The No. 1 adage of investing is, “Buy low, sell high.”
When investors examine real estate investment trust (REIT) stocks, they look for those that are trading well below their true market value, with the idea they may revert to the real value in the future. But how do you know whether a REIT is undervalued?
REITs can be evaluated in two ways. First, if the current dividend yield is higher than its long-term average, the REIT is said to be undervalued. If the yield is less than its long-term average, the REIT is overvalued.
Second, we look at funds from operations (FFO) in relation to the stock price. The formula P/FFO means to divide the stock price (P) by the FFO. This is similar to P/E ratios in non-REIT stocks. If the P/FFO is substantially lower than its same-sector peers (healthcare, retail, industrial, etc.), then the REIT is said to be undervalued.
Given the criteria above, here are three REITs that appear to be currently undervalued.
P/FFO SECTOR AVG
RECENT DIVIDEND YIELD
5-YR DIVIDEND YIELD
SIMON PROPERTY GROUP INC.
SL GREEN REALTY CORP.
BRANDYWINE REALTY TRUST
Simon Property Group Inc. (NYSE: SPG) is an Indianapolis-based retail REIT that owns and leases shopping malls, restaurants, outlet centers and entertainment venues. A member of the S&P 100, Simon Property Group is one of the largest shopping mall REITs in the U.S. and also owns properties in Europe and Asia.

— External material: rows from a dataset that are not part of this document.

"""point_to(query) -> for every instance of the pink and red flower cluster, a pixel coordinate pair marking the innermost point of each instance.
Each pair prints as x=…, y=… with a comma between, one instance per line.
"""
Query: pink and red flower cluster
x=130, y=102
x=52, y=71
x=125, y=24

October was an extremely difficult month for most REIT stocks, and Simon Property Group’s stock fell to a mid-month low of $86.02 but has since rebounded to $109. Its $7 annual dividend is now yielding 6.4%.

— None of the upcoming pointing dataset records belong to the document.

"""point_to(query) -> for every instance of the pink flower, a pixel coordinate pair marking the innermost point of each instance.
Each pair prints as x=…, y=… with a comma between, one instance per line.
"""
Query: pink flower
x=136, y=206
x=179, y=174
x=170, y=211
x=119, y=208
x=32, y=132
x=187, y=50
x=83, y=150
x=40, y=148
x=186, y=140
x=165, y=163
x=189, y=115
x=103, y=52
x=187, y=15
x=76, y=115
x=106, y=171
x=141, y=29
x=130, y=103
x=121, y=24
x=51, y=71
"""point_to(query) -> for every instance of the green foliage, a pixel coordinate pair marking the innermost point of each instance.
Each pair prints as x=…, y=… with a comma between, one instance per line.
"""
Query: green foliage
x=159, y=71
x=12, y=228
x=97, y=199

One thing to admire about Simon Property Group is its resiliency. In 2020, when COVID-19 triggered a huge price decline, the stock traded below $37. But within 2½ years it had risen to $160. Could history repeat?
SL Green Realty Corp. (NYSE: SLG) is the largest owner and landlord of New York City offices, with 62 buildings totaling 33.6 million square feet.

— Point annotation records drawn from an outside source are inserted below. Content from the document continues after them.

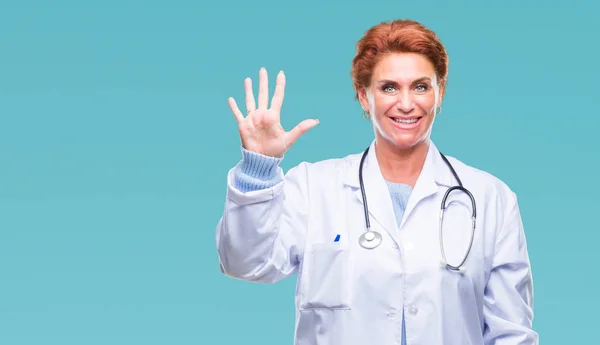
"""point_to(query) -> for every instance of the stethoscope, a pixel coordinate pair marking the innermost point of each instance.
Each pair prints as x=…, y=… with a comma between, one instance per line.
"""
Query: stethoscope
x=372, y=239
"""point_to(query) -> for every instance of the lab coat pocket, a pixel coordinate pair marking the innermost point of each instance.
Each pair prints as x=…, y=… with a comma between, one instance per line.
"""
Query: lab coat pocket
x=326, y=280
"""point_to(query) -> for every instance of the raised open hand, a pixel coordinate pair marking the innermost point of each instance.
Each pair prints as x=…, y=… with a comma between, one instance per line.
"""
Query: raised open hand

Inflation and recession fears have driven SL Green’s price back down to a recent 52-week low of $35.49. Still, the forward price-to-earnings (P/E) ratio of 10 is reasonable and third-quarter funds from operation (FFO) of $1.66 will easily cover three monthly dividend payments of $93.25. The $3.73 annual dividend now yields 9.4% and is 91% higher than its five-year average yield.
History has shown that inflation and recessions come and go, so SL Green at its recent price near $40 could prove to be a bargain going forward.
Brandywine Realty Trust (NYSE: BDN) is a Philadelphia-based commercial REIT that owns, develops, leases and manages 175 properties located from its home city to Austin, Texas.
Brandywine Realty Trust’s 52-week range is $5.95 to $14.88, but like so many other REITs, its stock price has been decimated by higher interest rates this year.
Brandywine’s quarterly dividend of $0.19 has been a stable but slow grower over the past five years and presently yields over 11% annually.
Third-quarter 2022 FFO of $0.36 was a penny better than the third quarter of 2021, so covering the dividend payment is no problem. The stock is up about 10% since hitting the lows a few weeks ago. With its stable dividend and improving FFO, Brandywine Realty Trust could see additional appreciation in the near future.